Individuals of 60 years and above constitute the elderly. The diet for elderly people should include nutrient-rich foods to enable them to be fit and active. Senior citizens need more vitamins and minerals to be healthy and active.
The body composition changes with the advancing age and all these changes affect the nutritional needs of the elderly. Elderly or aged people require to reduce the number of calories as their lean muscle mass and physical activity decreases with ageing. Elderly need more calcium, iron, zinc, vitamin A and antioxidants to prevent age-related degenerative diseases and for healthy ageing. It is very essential to maintain your health as the ageing process starts and it increases the life expectancy. It is very important for elderly people to exercise as it helps to regulate body weight and flexibility in the joints. The risk of degenerative diseases also considerably decreases with regular exercise sessions.
Elders generally complain of loss of appetite or sometimes difficulty in chewing. A soft diet should be given to elders, with the inclusion of fruits and vegetables in their diet. Calcium-rich foods like dairy products (low fat), milk (toned) and green leafy vegetables should be included in the daily diet to maintain bone health, so as to prevent osteoporosis and bone fractures. Consume pulses, toned milk, egg-white etc. in good quantities as they are rich in proteins. Elderly people should cut down on their saturated fats, sweets, oily food, salt and sugar level. Use of ghee, oil, butter should be completely avoided. Also, avoid eating spicy food.
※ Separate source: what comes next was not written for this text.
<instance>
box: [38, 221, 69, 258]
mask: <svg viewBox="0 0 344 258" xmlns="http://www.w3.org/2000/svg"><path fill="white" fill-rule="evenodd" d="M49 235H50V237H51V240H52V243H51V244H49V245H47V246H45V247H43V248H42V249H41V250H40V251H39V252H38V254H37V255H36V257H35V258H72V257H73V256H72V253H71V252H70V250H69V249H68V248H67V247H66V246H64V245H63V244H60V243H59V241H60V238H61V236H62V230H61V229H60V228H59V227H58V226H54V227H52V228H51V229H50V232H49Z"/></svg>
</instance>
The diet for elderly people needs to be well cooked, soft and should be less salty and spicy. Ensure to eat small quantities of food at more frequent intervals and drink water at frequent intervals to avoid dehydration and constipation. Consult a doctor for an individualized diet depending upon the medical condition in the case of persons suffering from chronic diseases and bedridden patients.
Points to Remember:
- Eat a variety of nutrient-rich foods.
- Match food intake with physical activity.
- Avoid fried, salty and spicy foods.
- Consume adequate water to avoid dehydration.
- Exercise regularly or go for a walk.
- Avoid smoking, chewing of tobacco and tobacco products (Khaini, Zarda, Paan masala) and consumption of alcohol.
- Go for regular checkups. Check regularly for blood sugar, lipids and blood pressure.
- Avoid self-medication.
- Adopt stress management techniques (Yoga and Meditation).